Creating a winning culture is hard. It doesn’t happen overnight. Brock has gone on to say that last year’s historic run wasn’t the culmination of one year of work — it took years and years to get to that point.

“Just ask Brandon Eckles and Andy McNulty — they’ll tell you,” he said.

Brock has preached all season that success isn’t guaranteed and doesn’t carry over from one year to another, and the team’s overall record and performances throughout the year has been a perfect example of that.

The Pride has at times, admittedly, had issues dealing with the expectations that were bestowed upon them due to last season’s success — especially early in the season.

Springfield went 1-9 during a stretch in the first half of the year — most of the losses coming before NEWMAC play even started.

The entire team was collectively knocked onto its backside.

National recognitions of the team went away. Wins weren’t guaranteed. Injuries to big contributors didn’t help things, either.

The team went from preseason NEWMAC title contenders, to potentially missing the conference tournament for the first time in over a decade. This all came to a head after the team lost in a double overtime shootout with Emerson on Feb. 2.

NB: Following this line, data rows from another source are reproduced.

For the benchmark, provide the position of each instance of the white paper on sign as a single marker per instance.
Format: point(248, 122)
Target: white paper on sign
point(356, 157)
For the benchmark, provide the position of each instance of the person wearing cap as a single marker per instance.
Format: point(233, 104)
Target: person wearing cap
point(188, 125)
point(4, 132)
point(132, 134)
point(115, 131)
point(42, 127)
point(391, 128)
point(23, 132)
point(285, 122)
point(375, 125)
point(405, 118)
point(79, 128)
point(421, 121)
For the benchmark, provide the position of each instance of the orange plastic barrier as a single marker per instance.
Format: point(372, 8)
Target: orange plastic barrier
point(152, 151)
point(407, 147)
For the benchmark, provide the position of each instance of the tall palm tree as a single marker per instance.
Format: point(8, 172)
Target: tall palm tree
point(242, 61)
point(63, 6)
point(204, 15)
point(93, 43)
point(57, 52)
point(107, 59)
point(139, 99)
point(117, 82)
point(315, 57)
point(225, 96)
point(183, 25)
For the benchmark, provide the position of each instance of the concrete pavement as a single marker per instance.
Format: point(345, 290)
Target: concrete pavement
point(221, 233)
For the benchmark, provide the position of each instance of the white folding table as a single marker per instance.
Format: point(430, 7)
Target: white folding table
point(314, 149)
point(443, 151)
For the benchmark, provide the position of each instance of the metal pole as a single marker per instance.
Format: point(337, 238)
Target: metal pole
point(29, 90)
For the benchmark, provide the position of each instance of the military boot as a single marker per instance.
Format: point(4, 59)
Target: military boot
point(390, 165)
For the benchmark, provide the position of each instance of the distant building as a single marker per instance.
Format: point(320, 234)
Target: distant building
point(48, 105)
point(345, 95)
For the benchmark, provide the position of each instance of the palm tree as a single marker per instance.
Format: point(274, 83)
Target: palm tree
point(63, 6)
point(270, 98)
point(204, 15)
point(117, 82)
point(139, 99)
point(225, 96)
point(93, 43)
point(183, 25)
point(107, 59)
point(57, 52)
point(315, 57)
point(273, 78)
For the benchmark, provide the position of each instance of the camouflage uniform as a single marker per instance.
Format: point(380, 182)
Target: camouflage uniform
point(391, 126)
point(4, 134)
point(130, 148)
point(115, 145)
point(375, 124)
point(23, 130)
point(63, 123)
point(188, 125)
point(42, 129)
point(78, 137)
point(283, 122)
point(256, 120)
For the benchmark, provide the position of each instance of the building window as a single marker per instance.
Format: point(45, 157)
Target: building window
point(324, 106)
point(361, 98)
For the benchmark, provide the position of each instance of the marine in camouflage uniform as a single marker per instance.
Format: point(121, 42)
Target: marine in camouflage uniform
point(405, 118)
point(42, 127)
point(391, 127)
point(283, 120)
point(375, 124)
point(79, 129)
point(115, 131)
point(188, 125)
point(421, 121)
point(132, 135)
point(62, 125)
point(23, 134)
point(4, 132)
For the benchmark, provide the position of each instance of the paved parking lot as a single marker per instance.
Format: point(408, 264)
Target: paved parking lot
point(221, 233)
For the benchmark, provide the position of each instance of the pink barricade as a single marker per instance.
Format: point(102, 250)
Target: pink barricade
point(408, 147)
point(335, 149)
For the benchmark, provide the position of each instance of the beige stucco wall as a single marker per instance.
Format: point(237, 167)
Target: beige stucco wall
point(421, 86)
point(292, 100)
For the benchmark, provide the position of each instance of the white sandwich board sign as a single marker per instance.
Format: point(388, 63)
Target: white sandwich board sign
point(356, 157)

At that point, the team had to not only win most, if not all, of their remaining games, but they had to rely on others to drop games as well.

The Pride gained even more doubters and their backs were against the wall.

It’s exactly what they needed.

Over the last few years, it has become evident that the team would rather be doubted than to be the favorite in most cases.

Rewind three years to 2016. Springfield is 3-5 with a starting lineup full of freshmen, most notably Jake Ross and Heath Post, and no seniors going into a game against No. 1 Amherst College. No one expected the Pride to go on and upset the nation’s top-ranked team in a 71-70 victory, but they did.

Last season, the Pride lost to WPI in the NEWMAC semifinals. It was the year that the team was supposed to put it all together and win the conference tournament, but they fell short. The team miraculously earned an at-large bid into the NCAA Tournament, the rest is history.

This season, Springfield drastically underperformed compared to where expectations were set for them in the preseason — then came the crushing loss to Emerson.

From that moment, it was fight or flight.

Will they chalk this season up as a failure and coast the rest of the way, or will they fight until the end?

The team’s 4-0 finish to the regular season answers that question.

Springfield has always found a way of making its season exciting. In retrospect, there was no way the team was going to lay down to end the year.

There are players on the team that know what it feels like to go to the national semifinals and achieve greatness — they want that feeling again, and it shows.

Sure, this year hasn’t gone as it was planned, but with games still left on the schedule, there is still a chance to turn things around.

Heath Post conveyed that same message earlier this season, and now, it is ringing true.

“The most important thing is to remain humble,” he said when asked about the team’s No. 7 preseason ranking.

“It’s the ranking at the end of the season that matters.”